Vinaya Pitaka (1): The Analysis of Monks’ Rules (Bhikkhu-vibhanga)

by I. B. Horner | 2014 | 345,334 words | ISBN-13: 9781921842160

The English translation of the Bhikkhu-vibhanga: the first part of the Suttavibhanga, which itself is the first book of the Pali Vinaya Pitaka, one of the three major ‘baskets’ of Therevada canonical literature. It is a collection of rules for Buddhist monks. The English translation of the Vinaya-pitaka (first part, bhikkhu-vibhanga) contains many...

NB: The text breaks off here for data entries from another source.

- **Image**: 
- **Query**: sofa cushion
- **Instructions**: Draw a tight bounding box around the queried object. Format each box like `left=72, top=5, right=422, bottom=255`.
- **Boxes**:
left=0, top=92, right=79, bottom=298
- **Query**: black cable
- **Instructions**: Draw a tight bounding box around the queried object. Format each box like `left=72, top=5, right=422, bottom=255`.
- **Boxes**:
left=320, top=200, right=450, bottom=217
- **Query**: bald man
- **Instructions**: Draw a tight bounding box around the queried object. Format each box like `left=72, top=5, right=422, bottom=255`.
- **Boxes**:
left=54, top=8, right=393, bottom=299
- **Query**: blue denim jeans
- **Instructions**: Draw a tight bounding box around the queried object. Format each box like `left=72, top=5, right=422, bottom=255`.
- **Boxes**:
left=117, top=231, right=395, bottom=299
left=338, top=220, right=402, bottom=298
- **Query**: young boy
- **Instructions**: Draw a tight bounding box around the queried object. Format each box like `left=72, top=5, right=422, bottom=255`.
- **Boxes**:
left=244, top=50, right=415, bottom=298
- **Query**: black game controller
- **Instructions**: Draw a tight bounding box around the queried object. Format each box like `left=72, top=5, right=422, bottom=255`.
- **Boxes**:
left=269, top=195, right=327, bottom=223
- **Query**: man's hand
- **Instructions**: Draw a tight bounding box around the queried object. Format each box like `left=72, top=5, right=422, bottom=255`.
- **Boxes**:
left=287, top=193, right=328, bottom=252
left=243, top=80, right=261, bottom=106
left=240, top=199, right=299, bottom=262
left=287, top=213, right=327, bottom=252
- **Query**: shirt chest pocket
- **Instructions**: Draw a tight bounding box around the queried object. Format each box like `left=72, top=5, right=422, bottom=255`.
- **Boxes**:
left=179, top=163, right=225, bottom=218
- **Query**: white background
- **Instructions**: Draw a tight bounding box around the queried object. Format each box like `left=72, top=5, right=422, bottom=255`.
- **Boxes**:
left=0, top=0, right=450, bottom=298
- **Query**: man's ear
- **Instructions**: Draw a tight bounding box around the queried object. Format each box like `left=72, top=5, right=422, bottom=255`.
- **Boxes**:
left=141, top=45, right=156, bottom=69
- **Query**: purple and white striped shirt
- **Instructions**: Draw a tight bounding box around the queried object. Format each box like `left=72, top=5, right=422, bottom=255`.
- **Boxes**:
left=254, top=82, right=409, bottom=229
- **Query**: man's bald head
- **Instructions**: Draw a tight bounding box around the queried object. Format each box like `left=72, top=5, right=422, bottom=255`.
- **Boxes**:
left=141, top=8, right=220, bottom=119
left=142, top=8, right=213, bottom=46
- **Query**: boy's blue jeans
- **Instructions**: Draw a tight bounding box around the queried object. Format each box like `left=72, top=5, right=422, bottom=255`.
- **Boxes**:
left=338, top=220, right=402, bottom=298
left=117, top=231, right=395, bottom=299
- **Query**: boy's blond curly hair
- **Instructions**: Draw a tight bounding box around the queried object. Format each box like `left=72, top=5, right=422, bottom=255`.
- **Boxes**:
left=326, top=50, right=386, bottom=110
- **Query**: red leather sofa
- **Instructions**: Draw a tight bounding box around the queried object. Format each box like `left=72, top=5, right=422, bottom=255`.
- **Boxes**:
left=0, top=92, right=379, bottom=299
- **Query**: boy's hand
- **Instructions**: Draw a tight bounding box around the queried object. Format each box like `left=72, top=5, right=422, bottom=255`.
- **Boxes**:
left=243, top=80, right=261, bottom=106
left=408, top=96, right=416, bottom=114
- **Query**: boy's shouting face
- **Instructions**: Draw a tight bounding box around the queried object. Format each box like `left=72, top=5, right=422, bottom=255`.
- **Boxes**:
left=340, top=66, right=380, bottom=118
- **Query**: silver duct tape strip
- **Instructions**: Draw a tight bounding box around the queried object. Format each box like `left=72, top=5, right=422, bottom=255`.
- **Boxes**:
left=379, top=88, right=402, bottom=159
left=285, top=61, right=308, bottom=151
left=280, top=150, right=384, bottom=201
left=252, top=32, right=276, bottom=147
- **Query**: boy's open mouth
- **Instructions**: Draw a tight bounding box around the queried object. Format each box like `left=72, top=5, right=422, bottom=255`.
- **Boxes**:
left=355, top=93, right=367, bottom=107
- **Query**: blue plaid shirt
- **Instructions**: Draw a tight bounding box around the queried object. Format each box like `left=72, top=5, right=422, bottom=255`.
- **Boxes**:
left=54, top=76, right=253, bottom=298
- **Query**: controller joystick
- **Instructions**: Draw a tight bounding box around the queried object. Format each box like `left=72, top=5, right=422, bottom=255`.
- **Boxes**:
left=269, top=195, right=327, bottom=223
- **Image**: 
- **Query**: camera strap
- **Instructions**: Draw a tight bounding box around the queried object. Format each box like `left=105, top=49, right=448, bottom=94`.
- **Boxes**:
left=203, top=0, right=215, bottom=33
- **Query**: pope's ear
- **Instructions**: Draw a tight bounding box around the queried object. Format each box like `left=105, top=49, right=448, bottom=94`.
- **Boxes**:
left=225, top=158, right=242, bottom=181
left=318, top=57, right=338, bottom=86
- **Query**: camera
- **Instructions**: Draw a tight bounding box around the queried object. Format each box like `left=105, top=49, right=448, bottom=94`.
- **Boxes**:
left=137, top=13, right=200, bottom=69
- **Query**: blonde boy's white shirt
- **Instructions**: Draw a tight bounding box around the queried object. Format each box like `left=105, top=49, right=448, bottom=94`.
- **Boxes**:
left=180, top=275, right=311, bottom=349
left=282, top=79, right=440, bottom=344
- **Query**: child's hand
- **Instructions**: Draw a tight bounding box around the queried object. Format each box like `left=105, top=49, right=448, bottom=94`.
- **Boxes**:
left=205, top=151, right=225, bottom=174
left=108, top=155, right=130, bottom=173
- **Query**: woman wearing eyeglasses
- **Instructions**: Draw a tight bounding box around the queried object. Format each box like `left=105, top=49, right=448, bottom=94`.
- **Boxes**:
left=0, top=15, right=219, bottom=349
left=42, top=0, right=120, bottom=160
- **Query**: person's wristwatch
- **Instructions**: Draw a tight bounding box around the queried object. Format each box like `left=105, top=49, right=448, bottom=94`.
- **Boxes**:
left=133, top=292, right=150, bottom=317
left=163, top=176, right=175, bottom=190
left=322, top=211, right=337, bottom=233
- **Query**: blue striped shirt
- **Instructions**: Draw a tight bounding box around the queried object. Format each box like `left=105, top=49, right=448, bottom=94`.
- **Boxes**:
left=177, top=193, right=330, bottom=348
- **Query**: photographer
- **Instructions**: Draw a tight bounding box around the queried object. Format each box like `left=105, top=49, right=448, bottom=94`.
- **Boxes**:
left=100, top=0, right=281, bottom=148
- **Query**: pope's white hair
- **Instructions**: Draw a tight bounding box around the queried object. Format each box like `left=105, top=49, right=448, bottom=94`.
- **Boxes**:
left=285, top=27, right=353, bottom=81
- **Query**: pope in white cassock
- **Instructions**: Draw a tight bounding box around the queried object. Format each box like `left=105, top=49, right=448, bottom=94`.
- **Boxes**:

Monks’ Training (Sekhiya) 55

Bu-Sk.55.1.1 BD.3.139 Now at that time the enlightened one, the lord, was staying among the Bhaggā on Suṃsumāra Hill in the Bhesakaḷā Grove in the deer-park. Now at that time the monks in the Kokanada palace[1] accepted a drinking cup, their hands (soiled) with food. People … spread it about, saying: “How can these recluses, sons of the Sakyans, accept a drinking cup, their hands (soiled) with food, like householders who enjoy pleasures of the senses?” Monks heard these people who … spread it about. Those who were modest monks … spread it about, saying: “How can these monks accept a drinking cup, their hands (soiled) with food?” …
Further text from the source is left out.